The Amicus essentially argued that the Court should limit its jurisdiction under Section 11(6) of the Arbitration and Conciliation Act, 1996 to determining the existence of an arbitration agreement. He argued that the scope of S. 16, which deals with an arbitral tribunal's competence to rule on its jurisdiction, was broad enough to allow the arbitrator to consider the stamping of the document. He pointed out that, in addition to jurisdiction, the arbitrator is expected to rule on objections to the 'existence and validity of the arbitration agreement' under Section 16, whereas under Section 11(6A), which deals with court-appointed arbitrators, the consideration by the arbitrator is mandatory ‘confined to the examination of the existence of an arbitration agreement’.
The Amicus argued that the aforementioned issue might not be relevant because it would be a consumer dispute. He emphasised that the two issues on S.11 that the Constitution Bench should conceptually decide are -
1. What does S.11(6) cover?
2. What exactly is the nature of this intervention?
On the stamping issue, the Amicus argued –
“A non-stamped document at the highest may be incapable of being performed. Even that may not be correct, because it is a curable defect. Certainly, it is not null and void.”
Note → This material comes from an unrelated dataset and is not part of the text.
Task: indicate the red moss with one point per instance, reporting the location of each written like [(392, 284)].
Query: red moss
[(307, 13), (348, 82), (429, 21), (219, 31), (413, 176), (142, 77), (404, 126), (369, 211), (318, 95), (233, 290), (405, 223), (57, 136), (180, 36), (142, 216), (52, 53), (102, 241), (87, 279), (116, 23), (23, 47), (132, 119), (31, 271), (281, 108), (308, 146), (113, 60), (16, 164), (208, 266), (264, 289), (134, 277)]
Taking the Bench through the relevant provisions of the Indian Stamp Act, the Amicus argued that the statutory bar in Section 35 of the Stamp Act (Instruments not duly stamped inadmissible in evidence) would be triggered only if the document is found to be not duly stamped. Stamping should be investigated in the same way.
Case Status: M/s. N.N. Global Mercantile Pvt. Ltd. v. M/s. Indo Unique Flame Ltd. And Ors.